The more information that filtered through on the news the more tense he became. With the kidnappings the anger turned to fury. Just after noon that day his mobile phone buzzed and he picked it up once again. It was the army. He was to report to duty the following morning.
OCTOBER 7th – KHAN YOUNIS.
Heba was woken by the sound of a barking dog below on the street. It was just after dawn. She got out of bed with her doll in her hand and walked out on to the balcony. There before her lay the great shining sea with all its mystery and secrets, and all its possibility. The sun was rising up over the land, warming the balcony by quick inches. Heba sat there with her doll, listening to the silence.
The morning warmed. Somebody in the kitchen turned the radio on. At first it was just a noise but as the newsreaders voice rasped, the words began to solidify, creating their own gravity, somehow filling the air with weight. The report was clear. Hamas had penetrated the fence border between Gaza and Israel. The death toll was unknown. Heba’s family gathered in the kitchen to listen to the radio reports coming through. A new dread fed them all. It didn’t even need to be spoken. Something terrible was about to be unleashed.
Heba’s mother took her by the hand and led her into her bedroom.
“Pack up your things. We may have to leave soon. She looked up and saw her father at the doorway with a look of worry on his face. She had never seen him scared before. His expression frightened her.
“What’s happening? Are we leaving?” Asked Heba.
“We may have to.” Said her mother.
“Don’t worry. Everything will be alright God willing.” Said her father and he smiled at her. The worry on his face had gone, even if only for a few moments. She smiled back at him. She took out the suitcase from under her bed and began to pack her things as her parents had asked. She left the pearl bracelet on her wrist.

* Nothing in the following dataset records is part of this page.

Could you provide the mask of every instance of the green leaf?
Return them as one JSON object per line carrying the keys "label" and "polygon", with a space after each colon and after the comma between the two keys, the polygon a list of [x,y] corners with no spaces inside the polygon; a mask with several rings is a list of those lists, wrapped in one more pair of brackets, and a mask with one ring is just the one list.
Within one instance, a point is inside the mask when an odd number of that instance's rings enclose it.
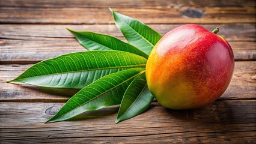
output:
{"label": "green leaf", "polygon": [[132,80],[145,68],[131,68],[104,76],[82,89],[46,122],[65,121],[88,110],[119,104]]}
{"label": "green leaf", "polygon": [[10,82],[62,88],[81,89],[111,73],[145,67],[147,59],[131,53],[93,50],[64,55],[41,61]]}
{"label": "green leaf", "polygon": [[162,35],[142,22],[109,9],[113,14],[115,25],[129,43],[149,55]]}
{"label": "green leaf", "polygon": [[133,46],[108,35],[89,31],[67,29],[76,37],[78,42],[88,50],[115,50],[133,53],[145,58],[148,55]]}
{"label": "green leaf", "polygon": [[153,99],[144,72],[132,81],[124,93],[115,123],[140,114],[150,105]]}

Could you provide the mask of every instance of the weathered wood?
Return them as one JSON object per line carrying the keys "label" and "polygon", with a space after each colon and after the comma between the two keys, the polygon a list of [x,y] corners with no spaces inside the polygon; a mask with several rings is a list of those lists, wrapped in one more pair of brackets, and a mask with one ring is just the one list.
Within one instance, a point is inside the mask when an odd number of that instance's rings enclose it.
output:
{"label": "weathered wood", "polygon": [[3,0],[0,4],[5,23],[114,23],[108,7],[146,23],[255,22],[255,1]]}
{"label": "weathered wood", "polygon": [[[169,31],[182,24],[150,24],[149,26],[164,35]],[[218,34],[228,41],[256,40],[255,24],[210,24],[200,25],[210,31],[218,27]],[[115,25],[0,25],[0,37],[5,39],[41,39],[44,38],[73,38],[66,29],[69,28],[76,31],[94,31],[96,32],[123,37],[123,34]]]}
{"label": "weathered wood", "polygon": [[84,113],[70,121],[44,124],[62,104],[1,103],[1,143],[254,143],[256,141],[255,100],[215,101],[192,110],[166,109],[154,103],[147,112],[118,124],[114,122],[118,108],[114,106]]}
{"label": "weathered wood", "polygon": [[[0,65],[0,101],[65,102],[77,92],[77,90],[47,90],[20,83],[5,82],[18,76],[31,66],[32,65]],[[255,70],[255,61],[236,62],[231,84],[218,100],[256,98]]]}
{"label": "weathered wood", "polygon": [[[151,25],[164,34],[180,25]],[[209,31],[218,26],[219,33],[232,46],[236,60],[256,59],[255,25],[204,25]],[[114,25],[0,25],[0,64],[34,64],[62,54],[85,49],[65,29],[93,31],[124,40]],[[239,29],[239,31],[237,30]]]}

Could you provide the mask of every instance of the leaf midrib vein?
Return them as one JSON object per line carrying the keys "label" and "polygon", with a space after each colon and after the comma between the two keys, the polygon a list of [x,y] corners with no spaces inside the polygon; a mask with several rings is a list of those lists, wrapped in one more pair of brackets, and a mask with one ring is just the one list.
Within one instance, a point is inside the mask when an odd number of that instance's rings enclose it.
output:
{"label": "leaf midrib vein", "polygon": [[[94,99],[96,99],[96,98],[99,98],[99,97],[100,97],[100,95],[102,95],[102,94],[105,94],[105,93],[106,93],[106,92],[109,92],[109,91],[111,91],[111,90],[114,89],[114,88],[117,88],[118,86],[120,86],[120,85],[121,85],[124,84],[124,83],[126,83],[126,82],[128,82],[129,80],[130,80],[130,79],[133,79],[133,77],[136,77],[137,76],[138,76],[138,75],[139,75],[139,74],[141,74],[141,73],[144,73],[144,72],[145,72],[145,70],[144,70],[144,71],[142,71],[139,72],[139,73],[138,73],[138,74],[136,74],[134,75],[133,76],[130,77],[130,78],[129,78],[129,79],[126,79],[126,80],[123,81],[121,83],[119,83],[118,85],[116,85],[115,86],[113,86],[113,88],[111,88],[111,89],[108,89],[108,90],[107,90],[107,91],[104,91],[104,92],[102,92],[100,94],[99,94],[99,95],[97,95],[96,97],[94,97],[94,98],[93,98],[90,99],[89,101],[86,101],[85,103],[82,103],[82,104],[80,104],[79,106],[78,106],[78,107],[76,107],[76,108],[75,108],[73,110],[75,110],[75,109],[78,109],[79,107],[80,107],[81,106],[84,105],[84,104],[86,104],[86,103],[90,103],[90,101],[93,101],[93,100],[94,100]],[[84,95],[82,95],[84,96]],[[69,102],[69,101],[67,101],[67,102]],[[65,116],[65,115],[67,115],[68,113],[69,113],[70,112],[72,112],[73,110],[70,110],[70,111],[68,112],[67,113],[65,113],[65,114],[64,114],[64,115],[61,115],[61,116],[59,116],[56,117],[56,118],[55,118],[55,120],[56,120],[56,119],[58,119],[58,118],[61,118],[61,117],[62,117],[63,116]],[[85,112],[86,112],[86,111],[85,111]],[[69,118],[68,118],[68,119],[69,119]],[[54,120],[53,120],[53,121],[54,121]]]}
{"label": "leaf midrib vein", "polygon": [[20,81],[20,80],[24,80],[24,79],[34,78],[34,77],[37,77],[52,76],[52,75],[55,75],[55,74],[66,74],[66,73],[83,72],[83,71],[94,71],[94,70],[106,70],[106,69],[114,69],[114,68],[120,68],[141,67],[144,67],[144,66],[145,66],[145,65],[146,65],[146,64],[131,65],[123,66],[123,67],[121,67],[121,66],[120,66],[120,67],[110,67],[101,68],[94,68],[94,69],[88,69],[88,70],[84,70],[67,71],[67,72],[62,72],[62,73],[52,73],[52,74],[43,74],[43,75],[40,75],[40,76],[32,76],[32,77],[28,77],[19,79],[17,79],[16,80],[14,80],[14,82],[18,82],[18,81]]}
{"label": "leaf midrib vein", "polygon": [[138,100],[138,98],[139,98],[139,97],[141,95],[141,94],[142,94],[143,91],[146,88],[146,87],[147,87],[147,83],[145,83],[144,88],[143,88],[143,89],[139,93],[138,96],[136,98],[135,100],[132,103],[132,104],[130,105],[130,106],[128,107],[128,109],[127,109],[126,110],[124,113],[123,113],[123,114],[120,116],[120,117],[118,118],[118,119],[120,119],[122,117],[122,116],[123,116],[123,115],[125,114],[128,111],[128,110],[129,110],[130,109],[132,106],[136,102],[136,101]]}

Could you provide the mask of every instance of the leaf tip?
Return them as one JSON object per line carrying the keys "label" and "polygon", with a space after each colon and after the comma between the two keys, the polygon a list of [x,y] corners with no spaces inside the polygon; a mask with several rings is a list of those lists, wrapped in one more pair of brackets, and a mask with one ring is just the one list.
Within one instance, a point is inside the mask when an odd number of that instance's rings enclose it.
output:
{"label": "leaf tip", "polygon": [[111,13],[114,13],[114,11],[112,10],[112,8],[111,7],[108,7],[108,8],[110,11],[111,11]]}
{"label": "leaf tip", "polygon": [[115,120],[115,124],[117,124],[120,122],[120,121],[119,121],[119,119],[117,119],[117,120]]}
{"label": "leaf tip", "polygon": [[11,83],[11,82],[17,82],[16,79],[5,81],[5,82],[7,82],[7,83]]}
{"label": "leaf tip", "polygon": [[52,121],[52,118],[50,118],[50,119],[49,119],[48,121],[47,121],[44,122],[44,124],[52,123],[52,122],[55,122],[55,121],[54,121],[54,120],[53,120],[53,121]]}
{"label": "leaf tip", "polygon": [[69,28],[66,27],[66,29],[67,29],[67,30],[68,30],[69,32],[70,32],[71,33],[72,33],[72,32],[75,32],[75,31],[73,31],[71,29],[69,29]]}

DECEMBER 7th 2023 – KHAN YOUNIS
Noah opened his eyes and then shut them again, wondering where the edge of dreams lay. Then there was shouting. He rubbed his face and stood up. All notion of dreaming vanished as he saw his army fatigues hanging neatly at the end of his bed. He rubbed his face and stood up. He knew exactly where he was and what he was doing. This was the day his platoon was going to enter the city of Khan Younis in the south of Gaza. The north had already been laid waste.
The fear of death was on him. If there is a nature to war it must be that, death, fear and suffering. Except for those in charge. He knew that he was too young to die so well that he had stopped thinking about it. To think about death was to give into it. He sat down on the toilet and released his bowels and then had a quick cold shower. He looked into the mirror and felt ready for the mission. It was time to go.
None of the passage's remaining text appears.